Control of free chlorine was performed by injecting hypochlorite. This was performed using chlorosulfamic acid as a combined chlorine agent (stabilized chlorine agent).
The combined chlorine agent (chlorosulfamic acid) in the aqueous system was added so as to have a ratio of 15 mg-Cl / L with respect to the cooling water blow water amount. The amount of chemical administration was controlled using an ORP electrode so that free chlorine in the aqueous system was always 0.5 mg-Cl / L. In addition, the density | concentration of the combined chlorine agent was measured by DPD method.
The exfoliated slime was naturally discharged by blowing depending on concentration, and no special removal such as cleaning was performed. Thus, it was made to operate continuously and the change over time of the combined chlorine agent concentration and free chlorine concentration in the aqueous system was measured. The results are shown in Table 1.

[Comparative example]
The combined chlorine agent (chlorosulfamic acid) in the aqueous system was only added so as to have a ratio of 15 mg-Cl / L with respect to the cooling water blow water amount, and the free chlorine concentration was not controlled. The other points were continuously operated under the same conditions as in the example. The results are shown in Table 1.

[Discussion]
The example was able to maintain a higher combined chlorine concentration than the comparative example. In particular, the combined chlorine concentration increased as the operating days increased, and the transition of the combined chlorine concentration suggested that the combined chlorine was regenerated in the water system. As a result, it was shown that the detected concentration close to the added concentration of the combined chlorine agent can be maintained in the examples.
On the other hand, the comparative example had a low combined chlorine concentration throughout the operation period. In the comparative example, free chlorine was not generated in the aqueous system, so it seems that the combined chlorine was not regenerated.
From the above, according to the present invention, it has been shown that the concentration control of the combined chlorine agent and the regeneration of the exhausted combined chlorine are possible, and a stable water treatment effect can be exhibited.
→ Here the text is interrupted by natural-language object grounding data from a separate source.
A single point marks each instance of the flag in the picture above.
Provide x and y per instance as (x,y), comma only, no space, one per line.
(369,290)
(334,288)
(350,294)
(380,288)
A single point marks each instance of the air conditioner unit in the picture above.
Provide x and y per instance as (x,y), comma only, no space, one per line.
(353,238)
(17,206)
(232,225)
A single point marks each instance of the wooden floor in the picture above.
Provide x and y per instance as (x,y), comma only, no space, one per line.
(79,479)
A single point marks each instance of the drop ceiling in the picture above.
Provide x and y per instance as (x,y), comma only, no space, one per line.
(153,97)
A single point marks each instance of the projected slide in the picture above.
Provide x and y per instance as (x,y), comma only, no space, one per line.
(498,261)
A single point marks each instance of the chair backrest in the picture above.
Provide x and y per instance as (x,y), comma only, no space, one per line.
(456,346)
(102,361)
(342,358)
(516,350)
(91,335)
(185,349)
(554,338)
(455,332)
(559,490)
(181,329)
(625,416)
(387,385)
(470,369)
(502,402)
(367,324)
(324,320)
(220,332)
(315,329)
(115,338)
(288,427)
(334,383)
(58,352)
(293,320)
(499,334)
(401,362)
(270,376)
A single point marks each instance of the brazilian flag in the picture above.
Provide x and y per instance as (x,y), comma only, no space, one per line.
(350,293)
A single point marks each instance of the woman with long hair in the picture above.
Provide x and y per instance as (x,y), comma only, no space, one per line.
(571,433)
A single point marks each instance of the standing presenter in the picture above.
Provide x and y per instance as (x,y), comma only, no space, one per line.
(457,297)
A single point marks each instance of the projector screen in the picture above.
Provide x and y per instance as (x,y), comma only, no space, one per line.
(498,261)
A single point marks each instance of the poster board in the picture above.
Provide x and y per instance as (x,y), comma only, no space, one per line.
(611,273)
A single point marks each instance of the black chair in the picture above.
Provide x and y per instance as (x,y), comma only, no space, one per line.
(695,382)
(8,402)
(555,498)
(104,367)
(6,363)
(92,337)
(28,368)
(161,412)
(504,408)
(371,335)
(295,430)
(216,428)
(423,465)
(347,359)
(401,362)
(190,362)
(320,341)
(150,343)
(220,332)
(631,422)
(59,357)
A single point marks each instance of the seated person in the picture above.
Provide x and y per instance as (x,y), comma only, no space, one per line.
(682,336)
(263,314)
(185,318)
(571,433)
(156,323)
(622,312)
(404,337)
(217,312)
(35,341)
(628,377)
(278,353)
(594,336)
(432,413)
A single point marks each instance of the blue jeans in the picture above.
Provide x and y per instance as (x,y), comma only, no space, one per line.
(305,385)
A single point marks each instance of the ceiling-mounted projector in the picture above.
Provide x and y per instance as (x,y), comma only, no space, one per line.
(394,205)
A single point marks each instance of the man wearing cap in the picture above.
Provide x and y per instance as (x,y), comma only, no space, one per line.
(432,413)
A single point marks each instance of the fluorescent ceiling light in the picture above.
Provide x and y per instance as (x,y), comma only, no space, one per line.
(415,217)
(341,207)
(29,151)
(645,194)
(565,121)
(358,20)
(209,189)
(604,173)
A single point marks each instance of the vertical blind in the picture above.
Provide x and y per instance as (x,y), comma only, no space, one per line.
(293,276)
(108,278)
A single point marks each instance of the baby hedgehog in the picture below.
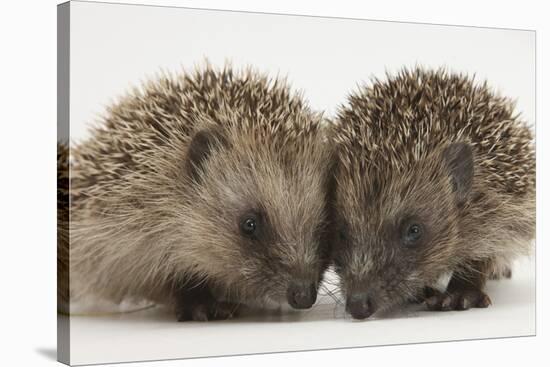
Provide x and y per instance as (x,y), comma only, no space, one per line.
(205,191)
(435,175)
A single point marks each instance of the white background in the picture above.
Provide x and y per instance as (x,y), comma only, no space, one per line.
(28,184)
(116,46)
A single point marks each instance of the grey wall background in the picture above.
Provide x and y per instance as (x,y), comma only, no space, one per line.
(114,47)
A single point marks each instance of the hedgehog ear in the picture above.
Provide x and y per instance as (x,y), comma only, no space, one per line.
(201,146)
(459,159)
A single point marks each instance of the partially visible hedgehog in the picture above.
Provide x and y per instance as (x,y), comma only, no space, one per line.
(204,190)
(63,226)
(435,174)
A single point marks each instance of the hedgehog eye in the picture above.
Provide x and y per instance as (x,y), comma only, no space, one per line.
(413,233)
(249,225)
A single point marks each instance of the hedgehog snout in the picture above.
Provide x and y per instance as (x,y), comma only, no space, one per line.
(360,305)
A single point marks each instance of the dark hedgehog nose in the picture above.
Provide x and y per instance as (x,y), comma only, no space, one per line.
(359,306)
(301,294)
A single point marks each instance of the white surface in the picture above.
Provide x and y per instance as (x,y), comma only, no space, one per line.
(155,334)
(28,309)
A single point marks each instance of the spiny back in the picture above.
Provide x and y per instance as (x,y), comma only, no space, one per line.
(394,123)
(151,124)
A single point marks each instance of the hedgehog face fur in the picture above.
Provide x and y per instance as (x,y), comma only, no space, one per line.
(216,180)
(256,212)
(435,175)
(397,233)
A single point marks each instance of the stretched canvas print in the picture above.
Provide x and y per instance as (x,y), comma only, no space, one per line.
(236,183)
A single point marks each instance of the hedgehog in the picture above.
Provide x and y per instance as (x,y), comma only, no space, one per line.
(435,176)
(203,191)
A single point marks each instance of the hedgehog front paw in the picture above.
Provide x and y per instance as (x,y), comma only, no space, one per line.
(457,299)
(206,311)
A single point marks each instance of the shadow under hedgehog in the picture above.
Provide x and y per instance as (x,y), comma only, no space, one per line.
(435,175)
(205,191)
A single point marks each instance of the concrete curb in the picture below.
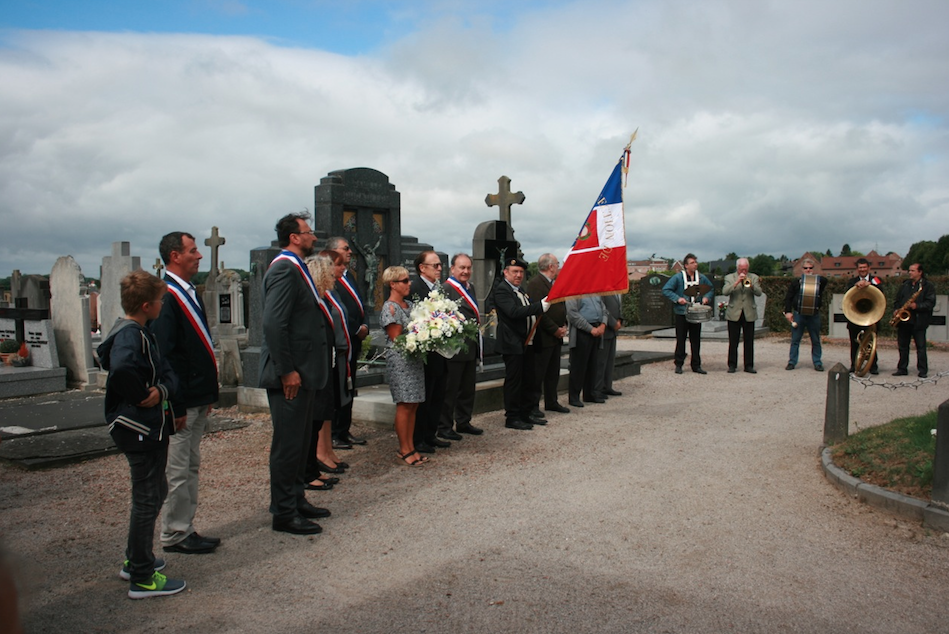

It is an example of the systematic diagram of the open circulation cooling water system with which it uses for description of the density | concentration control method of the aqueous processing agent of this invention.

Explanation of symbols

1 Cooling Tower 2 Cooling Water Pipe Outbound 3 Heat Exchanger 4 Cooling Water Pipe Return 5 Free Chlorine Control Unit 6 Combined Chlorine Control Unit P Pump F Fan

Claims (4)

  A method for controlling the concentration of an aqueous treatment agent that generates free chlorine in an aqueous system and controls the amount of bound chlorine in the aqueous system.   The method for controlling the concentration of an aqueous treatment agent according to claim 1, wherein the amount of the combined chlorine is controlled by controlling the concentration of free chlorine in the aqueous system.   The method for controlling the concentration of an aqueous treatment agent according to claim 1 or 2, wherein the free chlorine concentration in the aqueous system is 0.05 mg-Cl / L or more.   The said free chlorine is produced | generated by adding at least any one of hypochlorous acid, chlorous acid, chlorine dioxide, and chlorine gas to the said water system. 4. A method for controlling the concentration of the aqueous treatment agent according to 1.